August 6, 2017

Frédéric Marin

Dr. Frédéric MARIN.
Astronomical Observatory of Strasbourg.
11 Rue de l'université. 67000 Strasbourg.
la France.

frederic.marin@astro.unistra.fr
re. https://arxiv.org/abs/1806.03856
Please share with Camille Beluffi.
Dear Dr. Marin,
I have read your article about the starting size of an interstellar crew and its showcase in the Cornel University Library, an institution I much love because they are said to have access of my own paper in African Entomology.  I shall end this note with a dare I think you will find difficult to resist. 

Let’s talk first principles:  Animals compete.  Species compete for a niche that offers food and shelter; when a new niche appears, the first animal to undergo speciation and possibly exploit the new niche as well as its legacy is the animal with an advantage.  This was explained by Alfred Russel Wallace.  So speciation is a competition; it can only be delayed at peril. 

Assuming 2,000 generations to speciation, that is to say that two chromosomes or parts of chromosomes can only work together if they share ancestors within the past 2,000 generations (think of how a valley divided by a glacier results in speciation).  Suppose the population rises to 2,000.  Now one chromosome must find its closest mate among 3,999 homologues.  I think you’ll agree that’s likely to take more than 2,000 generations; the whole population dies, which is not what we seem to see.  So there is intense selective pressure to develop a mechanism that maintains a population at some moderate level.  Richard Sibly demonstrated the action of such a mechanism in 1,700 species.  Teams led by Helgason and Laboraeau confirmed the curve in Icelanders and Danes and ruled out anything affecting fertility other than kinship issues.  Inspecting Sibly’s curve, it is obvious that there is some population size below which there is high fertility and below which there is low fertility.  In between is a size that remains stable indefinitely, with obvious advantage in an interstellar voyage; no social engineering.  People do as they please, and nature takes care of it all.  Of course, you’ll need a couple of boarding schools to deal with the Westermark effect.

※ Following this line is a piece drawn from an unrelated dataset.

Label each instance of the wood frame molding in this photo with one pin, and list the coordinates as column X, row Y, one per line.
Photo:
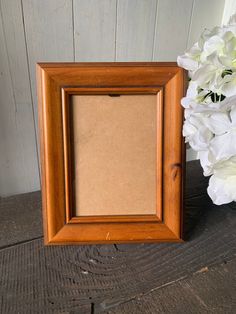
column 56, row 83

Just now the world is far to the right on the curve and hurtling farther.  Go too far from the rest point in either direction and extinction is assured.  If you want to travel to another star, you need us to survive until we have the funds, and the outlook now is not good.  Humans can survive without constant horror such as we are living through only if humans are divided into reproductively airtight populations the size of your space probe. 

This is all laid out in some videos at http://nobabies.net/YouTube%20links.html with scripts with references at http://nobabies.net/movie%20scripts.html .  If, like me, you find the online version obnoxious (not to be confused with an obnoxious virgin) I’d be delighted to send you a fair copy on a DVD if you can handle Word.

Here is the dare: find that ideal population size for humans, referring to the Iceland data or better if you can find it (somebody suspects {“Peak Friends” Sci  Am vol. 319 no. 3 Sept 2018 p. 104} that you can only have 150 friends; there are not that many who will answer a message from me ☹), and publish it.  If you do I’ll give you a case of Scotch or equivalent cash for Scotch, tax and shipping from here, since importing it might be tax costly.  Take heart; don’t be the heroes the world deserves; be the heroes the world needs.